Last night I had a dream that my baby was born and I had absolutely no memory of her birth (it was a girl in the dream although we don’t know the gender yet). I had no recollection of her first cry, the pain of her crowning, the cutting of the umbilical cord…these details all had to be relayed to me. I remember feeling cheated, as if I’d missed an amazing parade which was thrown in my honor. I woke up feeling more sure than ever that my husband and I were making the right choice of birth plan.

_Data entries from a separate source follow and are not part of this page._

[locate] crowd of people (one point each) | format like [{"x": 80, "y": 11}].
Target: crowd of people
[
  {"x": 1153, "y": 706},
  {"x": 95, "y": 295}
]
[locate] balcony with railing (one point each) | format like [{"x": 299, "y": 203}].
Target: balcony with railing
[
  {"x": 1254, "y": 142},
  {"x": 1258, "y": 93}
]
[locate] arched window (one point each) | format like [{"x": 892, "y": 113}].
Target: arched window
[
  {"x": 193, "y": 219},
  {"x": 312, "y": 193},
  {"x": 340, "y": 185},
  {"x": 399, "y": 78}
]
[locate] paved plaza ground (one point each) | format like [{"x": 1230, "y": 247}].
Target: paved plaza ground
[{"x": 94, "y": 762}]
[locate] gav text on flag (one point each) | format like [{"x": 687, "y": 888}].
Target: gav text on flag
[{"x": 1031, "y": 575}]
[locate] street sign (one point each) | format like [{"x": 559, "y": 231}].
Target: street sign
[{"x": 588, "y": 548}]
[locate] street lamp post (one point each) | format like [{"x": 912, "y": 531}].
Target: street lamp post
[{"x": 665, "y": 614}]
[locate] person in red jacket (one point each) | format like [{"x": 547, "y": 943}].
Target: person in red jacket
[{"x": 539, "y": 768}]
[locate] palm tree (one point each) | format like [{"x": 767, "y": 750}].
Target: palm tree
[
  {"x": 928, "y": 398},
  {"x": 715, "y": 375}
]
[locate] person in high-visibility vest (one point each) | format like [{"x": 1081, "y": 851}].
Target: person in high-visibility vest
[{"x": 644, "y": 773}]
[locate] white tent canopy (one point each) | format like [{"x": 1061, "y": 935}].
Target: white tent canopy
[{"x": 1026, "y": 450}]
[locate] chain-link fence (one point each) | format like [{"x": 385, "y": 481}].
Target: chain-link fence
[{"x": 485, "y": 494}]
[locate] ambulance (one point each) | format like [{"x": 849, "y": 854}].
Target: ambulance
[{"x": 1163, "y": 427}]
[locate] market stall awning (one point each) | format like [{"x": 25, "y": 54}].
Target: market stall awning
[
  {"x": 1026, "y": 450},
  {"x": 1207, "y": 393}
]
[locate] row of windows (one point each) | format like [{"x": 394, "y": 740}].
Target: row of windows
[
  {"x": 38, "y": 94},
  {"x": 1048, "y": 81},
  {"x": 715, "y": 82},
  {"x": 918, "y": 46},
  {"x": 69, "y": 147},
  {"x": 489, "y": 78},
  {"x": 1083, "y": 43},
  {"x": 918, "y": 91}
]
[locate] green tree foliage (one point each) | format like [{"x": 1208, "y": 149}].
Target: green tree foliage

We have decided to have our baby naturally and preferably at home. It’s a decision that when shared with friends and acquaintances has sparked eyebrow raising and soap box speeches but also the occasional praise. I’ve been reminded of the possibility of bleeding out after birth and told that it’s best to have a doctor present. However, I’m convinced that my body, above any medical degree and institution, knows what’s best for my baby and myself. I have no desire to be a number, rushed into a hospital and told by a staff of lackadaisical foreign eyes what’s best, how to deliver and when I’ve pushed long enough. It’s not that I don’t trust the medical field at all, their place in society is as necessary as any other life affecting field (teachers, political leaders, sanitation workers) – however in my own research I’ve found outstanding evidence that in the field of obstetrics, the goal is often to get a baby out of a woman in the most efficient way possible. Which is fine in the case of an emergency or at-risk pregnancy. But for healthy women, such as myself, the goal should be to supervise and preserve a natural and beautiful experience with as much comfort and harmony as possible. Giving birth is not a chore, a burden or a necessary evil. As a life experience, it’s a rarity and it is what defines a woman in many ways – as we are born to do this task. Even as I sit typing, my 17 week old fetus, if female, is carrying her own generation of eggs, ready to take the bumpy yet rewarding path of womanhood. I’ve had so many people say, “We’ll see how you feel when that pain hits.” I can only assume that I’ll feel the way I’ve felt when I’ve reached all the other seemingly impenetrable walls of my life – STRONG.
The decisions you make as an expectant parent can affect the rest of your child's life. Get the facts.
There are astounding statistics about the percentage of death rates among mother and baby in the world pin-pointing the US as one of the world leaders, also one of the highest for a preference to surgical births. For example women in the US have a higher risk of dying during delivery than women in 49 other countries worldwide. For all the technological advances available in the US, that number is absolutely astounding. The rate of maternal death has doubled in the last 25 years along with the amount of non-emergency c-sections. When a c-section was once a last resort up into the 80’s, c-section births now account for a third of all births. In 1965 the c-section rate was just over 4%, and at last count (2007) US c-sections are at over 31% and rising. Most people assume this is just science showing us simple-minded women a better way to have our babies. But when taking a closer look at how beneficial surgical births are for hospitals, my opinion about their innocence changed. Surgical births are not just an “efficient” way of delivering a baby – they are practically *McDonaldizing the process. Births can now be scheduled far in advance, guaranteeing that a doctor will not be woken out of their sleep or taken away from their golf game to attend a 20-hour labor and delivery. It means less staff required to attend a birth, less hospital resources used to accommodate it – and similar to your last visit to Chevy’s or Applebee’s – a mother is in and out and handed her neat little bill in absolutely no time.
The downfall? An incredible increase in health risks (we’re talking MAJOR surgery!), a serious risk to your baby and yourself, longer recovery time, and even withdraw (for you AND baby) from the medicines used to induce and numb you during the procedure. These are only a sample among a list of hundreds of possible side effects including death – when deliveries are intervened by scalpel happy surgeons who were not trained in any way to provide care and mental support to a woman in labor.
Ladies – pregnancy is not a burden and delivering your little one is not an inconvenience. It’s an amazing gift. Being alert and aware during the process sets into motion the beginning of your journey as a mother. Starting with the astonishing confidence we gain from having battled the pain independently to the once-per-birth boost of oxytocin – the love hormone we are flushed with when our baby emerges, which begins the flow of milk and our bond to the new life. Our decisions as women are so often taken from us by the male-ran world in which we reside – and I won’t allow this one to be manipulated in any way. We should be safe, and well-educated on our choices as women when facing the question of a birth plan. We have every right to choose a medicated or planned birth if so we decide that is best for our babies. However, do so with all the facts.